Podía notar que Kael no solo hablaba de la madera o del traidor. Había algo más, algo más grande, esperando detrás de sus palabras.

Después de todo, sabía todo lo que había ocurrido en la Sala del Consejo a primera hora de la mañana; su madre se lo había contado todo.

Otro conflicto entre el Anciano Draksis y Kael, una confrontación entre Kael y su madre, y… la destitución del Anciano Draksis al final, antes de que Lavinia tomara el relevo.

Estaba claro que esos dos estaban planeando algo y…

A diferencia de otros Ancianos, que parecían bastante agobiados por todo lo que había sucedido, en el fondo, Kayden…

Kayden sentía que era necesario.

Incluso si Kael se oponía a su madre, Kayden… como alguien con un corazón más joven y apasionado y un soldado que conocía la situación de su gente y el tipo de vida que llevaban, anhelaba un cambio.

Un cambio que sentía que solo Kael y Lavinia podían traer.

Un cambio que… parecía que estaba a punto de ocurrir.

—Entonces esto… ¿es el comienzo de algo?

Kayden preguntó con cautela, queriendo saber un poco más y, si era posible… unirse a Kael.

Kael lo miró fijamente durante un rato y luego asintió levemente.

—Es hora de que demos pasos más grandes.

No podemos sobrevivir escondiéndonos detrás de murallas para siempre.

Pronunció las palabras exactas que Kayden quería oír.

Dado que una de las hormigas de Imperia seguía a Kayden a todas partes, Kael ahora tenía una idea aproximada de cómo pensaba este hombre, así que sabía cómo formular sus respuestas para ganarse su apoyo.

¿Era manipulación?

Hasta cierto punto, sí.

Pero a estas alturas, cuando tenía literalmente un culto en su nombre, Kael simplemente se rindió a ello.

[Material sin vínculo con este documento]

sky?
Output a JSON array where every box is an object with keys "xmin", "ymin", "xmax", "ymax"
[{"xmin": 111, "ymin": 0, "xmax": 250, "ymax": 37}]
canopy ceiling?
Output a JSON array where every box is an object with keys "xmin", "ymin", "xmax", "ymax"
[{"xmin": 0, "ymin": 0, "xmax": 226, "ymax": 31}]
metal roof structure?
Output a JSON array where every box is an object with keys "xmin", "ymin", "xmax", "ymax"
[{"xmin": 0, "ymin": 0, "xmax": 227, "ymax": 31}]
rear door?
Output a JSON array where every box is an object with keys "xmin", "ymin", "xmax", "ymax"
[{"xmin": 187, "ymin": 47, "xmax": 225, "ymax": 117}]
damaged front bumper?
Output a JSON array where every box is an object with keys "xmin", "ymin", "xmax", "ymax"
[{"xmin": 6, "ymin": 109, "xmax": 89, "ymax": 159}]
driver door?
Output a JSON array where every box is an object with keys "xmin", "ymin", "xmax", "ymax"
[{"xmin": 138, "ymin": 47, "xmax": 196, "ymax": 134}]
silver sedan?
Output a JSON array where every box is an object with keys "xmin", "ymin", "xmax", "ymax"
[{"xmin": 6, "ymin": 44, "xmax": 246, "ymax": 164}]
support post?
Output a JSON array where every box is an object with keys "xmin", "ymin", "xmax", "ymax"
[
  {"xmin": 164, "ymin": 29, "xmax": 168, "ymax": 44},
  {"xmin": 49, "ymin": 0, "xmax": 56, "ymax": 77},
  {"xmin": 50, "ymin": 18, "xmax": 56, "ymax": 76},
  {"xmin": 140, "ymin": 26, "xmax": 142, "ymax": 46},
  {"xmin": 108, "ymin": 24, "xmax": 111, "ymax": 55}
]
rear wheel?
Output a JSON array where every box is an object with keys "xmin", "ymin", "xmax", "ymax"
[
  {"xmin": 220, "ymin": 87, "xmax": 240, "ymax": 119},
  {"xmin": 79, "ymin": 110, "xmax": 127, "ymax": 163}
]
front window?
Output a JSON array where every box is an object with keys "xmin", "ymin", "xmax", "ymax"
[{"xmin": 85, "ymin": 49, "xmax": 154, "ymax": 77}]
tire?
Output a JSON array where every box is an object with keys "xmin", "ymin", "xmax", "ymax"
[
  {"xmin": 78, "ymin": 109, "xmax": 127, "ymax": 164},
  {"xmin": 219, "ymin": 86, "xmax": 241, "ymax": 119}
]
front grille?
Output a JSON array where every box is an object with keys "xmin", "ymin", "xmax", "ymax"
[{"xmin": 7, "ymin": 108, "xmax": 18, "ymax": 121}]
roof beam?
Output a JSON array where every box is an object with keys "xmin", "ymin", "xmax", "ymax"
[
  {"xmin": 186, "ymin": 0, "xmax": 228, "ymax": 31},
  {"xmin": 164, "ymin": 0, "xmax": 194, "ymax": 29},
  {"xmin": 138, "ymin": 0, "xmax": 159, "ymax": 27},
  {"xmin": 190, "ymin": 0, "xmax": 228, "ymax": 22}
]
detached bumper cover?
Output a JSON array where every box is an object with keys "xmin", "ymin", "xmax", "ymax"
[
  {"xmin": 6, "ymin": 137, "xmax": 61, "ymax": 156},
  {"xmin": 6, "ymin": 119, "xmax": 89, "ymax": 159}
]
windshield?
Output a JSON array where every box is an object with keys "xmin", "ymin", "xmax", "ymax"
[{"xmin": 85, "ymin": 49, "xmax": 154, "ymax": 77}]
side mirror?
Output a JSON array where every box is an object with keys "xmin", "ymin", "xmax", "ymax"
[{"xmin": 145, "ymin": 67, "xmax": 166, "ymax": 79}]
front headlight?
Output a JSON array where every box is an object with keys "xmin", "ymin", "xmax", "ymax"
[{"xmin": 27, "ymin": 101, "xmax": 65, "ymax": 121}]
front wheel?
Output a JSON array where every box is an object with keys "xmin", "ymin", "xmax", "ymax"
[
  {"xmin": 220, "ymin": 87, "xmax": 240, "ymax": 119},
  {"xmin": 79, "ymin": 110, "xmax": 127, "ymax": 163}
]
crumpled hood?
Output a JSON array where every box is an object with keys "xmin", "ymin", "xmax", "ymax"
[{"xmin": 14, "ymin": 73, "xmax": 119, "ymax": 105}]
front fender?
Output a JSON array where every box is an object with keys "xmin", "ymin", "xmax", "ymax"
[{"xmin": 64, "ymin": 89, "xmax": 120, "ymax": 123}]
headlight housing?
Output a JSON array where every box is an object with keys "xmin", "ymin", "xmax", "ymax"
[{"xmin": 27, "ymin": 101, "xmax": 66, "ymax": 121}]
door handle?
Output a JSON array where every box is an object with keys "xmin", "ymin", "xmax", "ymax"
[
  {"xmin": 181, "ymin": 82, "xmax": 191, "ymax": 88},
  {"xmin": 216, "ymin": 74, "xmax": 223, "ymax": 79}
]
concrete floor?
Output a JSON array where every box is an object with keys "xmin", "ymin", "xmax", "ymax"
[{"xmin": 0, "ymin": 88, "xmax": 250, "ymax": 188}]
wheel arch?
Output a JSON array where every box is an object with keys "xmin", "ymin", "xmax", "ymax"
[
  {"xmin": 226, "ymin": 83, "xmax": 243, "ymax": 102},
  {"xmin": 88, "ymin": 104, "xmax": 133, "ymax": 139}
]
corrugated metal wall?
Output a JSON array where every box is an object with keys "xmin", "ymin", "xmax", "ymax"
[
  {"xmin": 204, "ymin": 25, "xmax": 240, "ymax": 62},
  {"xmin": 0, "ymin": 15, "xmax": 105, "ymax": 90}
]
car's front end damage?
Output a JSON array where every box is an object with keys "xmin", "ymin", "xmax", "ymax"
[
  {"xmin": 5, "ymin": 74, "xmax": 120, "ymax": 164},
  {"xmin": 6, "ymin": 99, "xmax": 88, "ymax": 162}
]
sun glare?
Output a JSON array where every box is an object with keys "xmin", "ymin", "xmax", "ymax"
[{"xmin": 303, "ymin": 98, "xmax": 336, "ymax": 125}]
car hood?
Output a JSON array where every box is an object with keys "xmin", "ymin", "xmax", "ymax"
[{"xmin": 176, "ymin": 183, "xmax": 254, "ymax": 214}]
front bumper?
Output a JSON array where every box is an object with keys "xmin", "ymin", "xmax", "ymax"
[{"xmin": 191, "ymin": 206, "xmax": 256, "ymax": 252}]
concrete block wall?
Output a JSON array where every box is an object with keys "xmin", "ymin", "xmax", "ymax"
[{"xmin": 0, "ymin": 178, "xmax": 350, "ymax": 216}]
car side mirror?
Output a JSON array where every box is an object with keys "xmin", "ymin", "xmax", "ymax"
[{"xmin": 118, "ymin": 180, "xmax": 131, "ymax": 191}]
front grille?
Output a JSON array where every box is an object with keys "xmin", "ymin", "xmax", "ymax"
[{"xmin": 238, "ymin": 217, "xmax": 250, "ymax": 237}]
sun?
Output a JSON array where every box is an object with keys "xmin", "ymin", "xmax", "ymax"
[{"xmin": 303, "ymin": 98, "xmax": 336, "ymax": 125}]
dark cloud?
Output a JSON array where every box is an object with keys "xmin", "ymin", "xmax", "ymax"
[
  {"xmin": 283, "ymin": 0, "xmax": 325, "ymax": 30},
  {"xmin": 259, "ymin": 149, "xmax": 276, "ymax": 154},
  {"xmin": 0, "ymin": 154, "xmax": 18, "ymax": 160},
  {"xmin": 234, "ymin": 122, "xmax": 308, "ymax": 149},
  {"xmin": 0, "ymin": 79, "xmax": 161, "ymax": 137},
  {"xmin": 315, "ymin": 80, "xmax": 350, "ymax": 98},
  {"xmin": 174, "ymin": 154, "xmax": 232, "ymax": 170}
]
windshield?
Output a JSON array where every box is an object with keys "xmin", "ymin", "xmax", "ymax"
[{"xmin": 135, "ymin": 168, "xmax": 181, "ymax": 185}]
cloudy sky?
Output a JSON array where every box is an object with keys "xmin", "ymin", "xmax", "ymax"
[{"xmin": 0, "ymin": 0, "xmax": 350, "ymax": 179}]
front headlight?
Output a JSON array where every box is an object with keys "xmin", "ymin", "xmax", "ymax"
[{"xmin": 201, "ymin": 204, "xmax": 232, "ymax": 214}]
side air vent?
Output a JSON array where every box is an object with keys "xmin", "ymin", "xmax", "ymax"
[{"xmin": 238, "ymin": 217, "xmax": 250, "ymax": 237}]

Necesitaba adentrarse en este mundo sucio en el que se vería obligado a jugar a este juego; no tenía otra opción.

—Esto… esto podría llevar a algo irreversible.

Kayden comentó mientras bajaba la mirada.

—Lo hará.

Kael asintió; sus ojos ahora parecían vacíos, casi como si una parte de él se estuviera rompiendo. Pero rápidamente cerró los ojos para ocultar esa expresión y…

—Esperemos que dicho cambio irreversible sea uno bueno, uno en el que nuestra gente prospere.

—Sí.

Kayden asintió.

Siguió un silencio durante un rato, solo roto por el viento y el rítmico batir de alas. Los soldados detrás de ellos volaban en una formación cerrada, disciplinados pero inquietos. Kayden podía sentir su tensión incluso desde aquí.

Después de todo, la niebla gris de delante empezó a disiparse; las nubes se abrieron, dando paso al horizonte.

Verde.

Un verde infinito.

Habían llegado.

Lejos de las Alturas, por primera vez en toda su vida.

Volvió a mirar a Kael.

—¿Y qué hay de los extranjeros? ¿Especialmente los del Reino del Cielo? Si nos ven en las Tierras Salvajes…

Kayden también estaba nervioso.

Después de todo, al igual que su gente, él tampoco había abandonado nunca las Alturas Cenicientas; ningún Velmourn lo había hecho. El Tratado de Vorgath no se lo permitía.

Si otros, especialmente la gente del Reino del Cielo, los veían, las cosas podrían ir…

—No lo harán.

Kael habló mientras dirigía su mirada hacia las nubes.

—¿Cómo puedes estar tan seguro?

Kayden frunció el ceño.

Y ante esa pregunta, Kael solo sonrió.

—Porque el propio cielo está de nuestro lado.